Jeszcze do niedawna przepisy – poza pewnymi wyjątkami – pozwalały na grę w lidze co najwyżej 17-latkom, ale Borussia bardzo mocno walczyła o poluzowanie tych zasad. – To było dla niego ważne, aby poczuł, że jest częścią pierwszej drużyny – mówił o debiucie Moukoko Favre. Szalone w całej tej sytuacji jest to, że 16-latek zmienił na boisku Haalanda, który wygląda przy nim jak stary wyjadacz, mimo że ma przecież… 20 lat. – Chciałbym kiedyś zagrać obok niego. Myślę, że jest obecnie największym talentem świata – chwalił kolegę Norweg.

– Co to była za noc! Bardzo się cieszę, że mogłem zadebiutować, ale jeszcze szczęśliwszy jestem z tych trzech zdobytych punktów. Dziękuję, dziękuję! – cieszył się Moukoko.

Zadowoleni z remisu

Radość i ekstaza nie towarzyszyły z kolei piłkarzom Bayernu Monachium. Po raz pierwszy od 10 lat nie udało im się wygrać z Werderem Brema. Końca dobiegła tym samym passa 22 wygranych z rzędu (liga i puchar), z których wiele dokonało się przy bawarskich koncertach strzeleckich. Bremeński trener Florian Kohfeldt przyznał po meczu, że nie wie, czy bardziej cieszy się z remisu 1:1, czy bardziej… opłakuje zmarnowane sytuacje – a tych Werder miał więcej niż Bayern. Gdyby przyjezdni z północy wywieźli z Monachium komplet punktów, nikt nie mógłby mieć specjalnych pretensji.

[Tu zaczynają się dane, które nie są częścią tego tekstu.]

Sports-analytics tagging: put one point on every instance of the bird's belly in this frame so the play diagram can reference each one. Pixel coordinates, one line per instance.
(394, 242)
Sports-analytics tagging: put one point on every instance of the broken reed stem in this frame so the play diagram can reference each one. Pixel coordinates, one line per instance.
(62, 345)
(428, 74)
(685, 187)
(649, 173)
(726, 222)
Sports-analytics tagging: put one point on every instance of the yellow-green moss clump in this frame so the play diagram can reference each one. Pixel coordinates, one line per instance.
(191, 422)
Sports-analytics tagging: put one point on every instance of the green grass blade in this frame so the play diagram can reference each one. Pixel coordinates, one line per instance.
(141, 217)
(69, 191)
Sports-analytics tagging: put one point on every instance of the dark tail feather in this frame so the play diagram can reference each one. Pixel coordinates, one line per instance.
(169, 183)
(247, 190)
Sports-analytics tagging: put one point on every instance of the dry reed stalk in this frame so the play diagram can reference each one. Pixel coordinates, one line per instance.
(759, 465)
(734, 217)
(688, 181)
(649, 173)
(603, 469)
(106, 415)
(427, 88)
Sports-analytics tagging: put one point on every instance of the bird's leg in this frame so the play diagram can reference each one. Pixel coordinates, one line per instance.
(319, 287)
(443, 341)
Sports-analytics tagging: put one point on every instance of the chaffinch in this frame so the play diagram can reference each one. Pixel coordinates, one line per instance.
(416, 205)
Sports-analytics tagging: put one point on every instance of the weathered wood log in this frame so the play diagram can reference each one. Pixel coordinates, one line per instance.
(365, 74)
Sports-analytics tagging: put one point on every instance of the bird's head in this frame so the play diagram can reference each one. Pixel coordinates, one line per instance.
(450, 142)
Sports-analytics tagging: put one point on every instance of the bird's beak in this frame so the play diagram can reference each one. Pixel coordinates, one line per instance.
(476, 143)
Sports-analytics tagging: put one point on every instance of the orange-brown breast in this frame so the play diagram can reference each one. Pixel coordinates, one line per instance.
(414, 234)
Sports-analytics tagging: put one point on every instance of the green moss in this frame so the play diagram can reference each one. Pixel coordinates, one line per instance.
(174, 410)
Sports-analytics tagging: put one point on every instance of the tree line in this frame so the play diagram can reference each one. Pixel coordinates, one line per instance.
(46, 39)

Gospodarze okazji prawie sobie nie kreowali, Robert Lewandowski był odcięty od gry i nie pokazał nic ciekawego. – Byliśmy poza grą, nie tworzyliśmy tylu sytuacji, co zazwyczaj. Musimy być zadowoleni z tego remisu – nie owijał w bawełnę trener Hansi Flick. Bayernowi udało się co prawda utrzymać fotel lidera, ale występ mistrzów pozostawiał mnóstwo do życzenia. Dziwić się temu specjalnie nie można, sezon jest bowiem długi i bardzo intensywny. Do 19 grudnia monachijczycy zagrają jeszcze 8 razy!


Na zdjęciu: Nawet selekcjoner Joachim Loew pochwalił swego czasu wielki talent Youssoufy Moukoko (na zdjęciu).